Nous la retrouverons prochainement dans "La Tendresse" de Marion Hänsel, aux côtés d'Olivier Gourmet.

Antoine Chappey et Marilyne Canto

D'évidence, Marilyne Canto est davantage qu'une actrice qui se met derrière la caméra. Son scénario est ciselé, sa réalisation a su retenir les enseignements de certains maîtres. Ses plans séquences sont remarquables (comme chez Manuel Poirier et Dominique Cabrera), ses travellings sont magistraux (celui du début, dans le Musée du Louvre, est particulièrement réussi), et son art subtil de filmer les portes qui s'ouvrent et se ferment rappelle l'immense Ernst Lubitsch. J'ai beaucoup aimé cette mise en scène très "travaillée" qui permet de transformer la technique en délicatesse, parce qu'elle est complètement maîtrisée.
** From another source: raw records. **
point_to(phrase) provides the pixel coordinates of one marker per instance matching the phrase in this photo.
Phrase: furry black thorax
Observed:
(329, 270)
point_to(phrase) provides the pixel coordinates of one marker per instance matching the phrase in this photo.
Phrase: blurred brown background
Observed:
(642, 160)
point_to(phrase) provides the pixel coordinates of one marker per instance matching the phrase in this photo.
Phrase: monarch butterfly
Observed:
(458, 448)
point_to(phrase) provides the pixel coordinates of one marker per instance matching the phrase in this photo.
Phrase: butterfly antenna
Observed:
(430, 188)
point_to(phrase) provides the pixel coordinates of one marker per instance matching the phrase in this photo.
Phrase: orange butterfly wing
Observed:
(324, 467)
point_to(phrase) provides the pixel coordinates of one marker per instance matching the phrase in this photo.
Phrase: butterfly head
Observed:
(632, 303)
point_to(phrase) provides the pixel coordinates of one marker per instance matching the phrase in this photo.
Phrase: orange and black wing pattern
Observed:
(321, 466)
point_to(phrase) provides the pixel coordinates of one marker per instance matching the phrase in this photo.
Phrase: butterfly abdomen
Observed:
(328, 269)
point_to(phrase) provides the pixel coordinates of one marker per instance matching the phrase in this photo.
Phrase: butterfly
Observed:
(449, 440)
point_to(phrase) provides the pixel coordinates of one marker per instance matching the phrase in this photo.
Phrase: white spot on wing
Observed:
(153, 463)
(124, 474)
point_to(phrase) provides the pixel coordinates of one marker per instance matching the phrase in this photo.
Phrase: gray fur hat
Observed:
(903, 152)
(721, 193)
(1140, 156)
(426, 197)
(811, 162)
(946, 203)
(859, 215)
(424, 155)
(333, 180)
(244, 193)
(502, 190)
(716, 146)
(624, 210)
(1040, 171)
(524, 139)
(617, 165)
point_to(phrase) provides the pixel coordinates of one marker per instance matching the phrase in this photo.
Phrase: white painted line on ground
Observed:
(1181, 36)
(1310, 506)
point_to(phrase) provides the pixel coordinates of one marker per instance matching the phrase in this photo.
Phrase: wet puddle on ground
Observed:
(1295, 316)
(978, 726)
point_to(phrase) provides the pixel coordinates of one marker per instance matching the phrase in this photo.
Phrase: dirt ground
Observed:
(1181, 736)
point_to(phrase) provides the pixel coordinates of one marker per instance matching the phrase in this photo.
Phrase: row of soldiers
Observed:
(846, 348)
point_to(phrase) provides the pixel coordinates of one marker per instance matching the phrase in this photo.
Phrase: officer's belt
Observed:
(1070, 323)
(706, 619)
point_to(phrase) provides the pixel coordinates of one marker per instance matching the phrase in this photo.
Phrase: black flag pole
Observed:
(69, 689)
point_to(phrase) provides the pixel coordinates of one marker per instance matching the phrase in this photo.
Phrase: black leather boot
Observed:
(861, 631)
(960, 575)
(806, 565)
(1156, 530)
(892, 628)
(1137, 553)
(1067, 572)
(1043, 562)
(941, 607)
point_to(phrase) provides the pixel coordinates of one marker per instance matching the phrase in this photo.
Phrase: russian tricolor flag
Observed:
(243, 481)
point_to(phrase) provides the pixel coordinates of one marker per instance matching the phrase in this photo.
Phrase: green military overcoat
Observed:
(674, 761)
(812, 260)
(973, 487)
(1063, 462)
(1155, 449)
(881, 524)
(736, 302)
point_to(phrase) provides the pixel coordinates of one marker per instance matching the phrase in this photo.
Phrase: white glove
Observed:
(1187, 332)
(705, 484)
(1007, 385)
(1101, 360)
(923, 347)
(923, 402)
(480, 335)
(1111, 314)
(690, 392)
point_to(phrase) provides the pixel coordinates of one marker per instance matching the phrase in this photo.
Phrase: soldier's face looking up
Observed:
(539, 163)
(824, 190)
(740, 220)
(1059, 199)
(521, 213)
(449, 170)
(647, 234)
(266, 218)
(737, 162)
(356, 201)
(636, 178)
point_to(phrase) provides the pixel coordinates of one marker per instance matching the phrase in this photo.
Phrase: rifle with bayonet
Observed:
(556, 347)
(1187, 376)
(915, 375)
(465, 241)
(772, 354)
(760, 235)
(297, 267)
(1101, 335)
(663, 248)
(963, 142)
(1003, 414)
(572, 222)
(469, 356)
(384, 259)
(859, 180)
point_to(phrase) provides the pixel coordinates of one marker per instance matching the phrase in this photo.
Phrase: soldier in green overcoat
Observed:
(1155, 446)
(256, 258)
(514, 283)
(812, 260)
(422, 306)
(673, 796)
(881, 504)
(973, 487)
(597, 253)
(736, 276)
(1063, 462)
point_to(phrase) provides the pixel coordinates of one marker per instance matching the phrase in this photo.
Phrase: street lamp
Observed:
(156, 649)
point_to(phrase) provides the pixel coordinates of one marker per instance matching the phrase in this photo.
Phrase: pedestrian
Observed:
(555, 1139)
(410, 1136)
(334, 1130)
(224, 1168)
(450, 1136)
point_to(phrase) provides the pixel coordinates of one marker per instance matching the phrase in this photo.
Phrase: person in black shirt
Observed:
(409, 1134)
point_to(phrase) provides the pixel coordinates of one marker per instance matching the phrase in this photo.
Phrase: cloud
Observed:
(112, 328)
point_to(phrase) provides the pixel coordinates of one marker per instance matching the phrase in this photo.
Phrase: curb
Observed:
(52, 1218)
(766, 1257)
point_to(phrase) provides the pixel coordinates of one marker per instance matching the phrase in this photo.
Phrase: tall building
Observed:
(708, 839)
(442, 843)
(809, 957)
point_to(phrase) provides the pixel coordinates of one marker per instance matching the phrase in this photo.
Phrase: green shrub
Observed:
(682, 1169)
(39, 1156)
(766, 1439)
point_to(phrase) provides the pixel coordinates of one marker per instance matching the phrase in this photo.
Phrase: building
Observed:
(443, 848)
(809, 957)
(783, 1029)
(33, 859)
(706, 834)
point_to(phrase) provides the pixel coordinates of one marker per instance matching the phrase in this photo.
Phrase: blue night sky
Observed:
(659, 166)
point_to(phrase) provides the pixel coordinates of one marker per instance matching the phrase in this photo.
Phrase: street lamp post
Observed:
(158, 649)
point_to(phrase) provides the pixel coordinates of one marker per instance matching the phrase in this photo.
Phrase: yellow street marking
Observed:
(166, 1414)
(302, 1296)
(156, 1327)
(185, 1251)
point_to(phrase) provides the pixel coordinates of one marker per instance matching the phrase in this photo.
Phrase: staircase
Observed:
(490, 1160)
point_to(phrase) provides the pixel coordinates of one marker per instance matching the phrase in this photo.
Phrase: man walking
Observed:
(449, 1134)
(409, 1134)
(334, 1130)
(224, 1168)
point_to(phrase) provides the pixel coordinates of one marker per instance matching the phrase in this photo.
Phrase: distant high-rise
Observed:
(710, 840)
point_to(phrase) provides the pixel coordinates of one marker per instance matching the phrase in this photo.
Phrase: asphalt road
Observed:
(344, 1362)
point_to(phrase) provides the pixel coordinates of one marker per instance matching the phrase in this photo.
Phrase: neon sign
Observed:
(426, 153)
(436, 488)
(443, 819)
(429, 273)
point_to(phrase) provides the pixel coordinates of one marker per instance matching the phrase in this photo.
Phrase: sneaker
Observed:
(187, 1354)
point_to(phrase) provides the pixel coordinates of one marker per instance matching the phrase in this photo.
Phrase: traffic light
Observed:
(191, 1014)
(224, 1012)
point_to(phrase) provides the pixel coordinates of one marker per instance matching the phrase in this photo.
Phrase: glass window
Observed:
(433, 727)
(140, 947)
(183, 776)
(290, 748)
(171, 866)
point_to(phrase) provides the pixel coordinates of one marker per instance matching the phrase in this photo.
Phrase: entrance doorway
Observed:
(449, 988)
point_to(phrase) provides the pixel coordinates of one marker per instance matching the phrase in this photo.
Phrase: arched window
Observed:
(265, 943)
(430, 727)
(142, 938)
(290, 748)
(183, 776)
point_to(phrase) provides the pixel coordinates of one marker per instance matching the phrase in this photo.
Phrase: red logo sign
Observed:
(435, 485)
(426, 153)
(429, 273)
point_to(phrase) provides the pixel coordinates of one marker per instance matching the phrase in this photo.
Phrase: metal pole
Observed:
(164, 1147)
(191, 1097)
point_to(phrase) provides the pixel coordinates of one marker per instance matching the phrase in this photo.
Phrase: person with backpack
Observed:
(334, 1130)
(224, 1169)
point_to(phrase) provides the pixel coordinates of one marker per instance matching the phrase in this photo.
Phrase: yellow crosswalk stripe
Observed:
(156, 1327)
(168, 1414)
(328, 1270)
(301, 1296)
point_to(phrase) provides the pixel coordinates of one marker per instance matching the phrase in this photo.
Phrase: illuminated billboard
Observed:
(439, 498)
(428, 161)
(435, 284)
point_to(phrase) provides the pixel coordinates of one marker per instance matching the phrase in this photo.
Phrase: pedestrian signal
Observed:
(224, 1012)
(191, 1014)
On pense aussi très souvent au cinéma de Maurice Pialat devant cette chronique riche en découvertes à force d'attention portée aux protagonistes. La minutie pour faire exister des personnages se cherchant un présent entre passé et avenir est magnifique.

Canto Dajczman Chappey

 

Marilyne Canto a fait le choix judicieux d'un récit clair et simple, empreint d'autobiographie. Au service de ses personnages et de leurs interprètes, sa réalisation, d'une élégance délicate, est à la hauteur de ses belles intentions. Charme, discrétion, intelligence, comédie et drame subtilement mixés… Ce premier long-métrage démontre la capacité de la réalisatrice à saisir de beaux instants de vie, même les plus fugitifs. Les acteurs, eux, sont tous impeccables. Le jeune Sanson Dajczman, étonnant de naturel, est une véritable révélation, tandis que Marilyne Canto et Antoine Chappey (qui forment un couple dans la vie) savent jouer tout en subtilité, comme des funambules.

Chappey Antoine et Canto Marilyne

Les scènes d'intérieur sont ici écrites avec délicatesse et donnent le sentiment d'entrer dans les coulisses d'un avenir possible entre Elise et Paul, entre Paul et l'enfant. La fragilité si émouvante des recommencements est là. Tout est filmé au bord de l'espoir. Et pas des larmes. Le titre ne ment pas.

Pour un coup d'essai, c'est un coup de maître, ou plutôt... de maîtresse.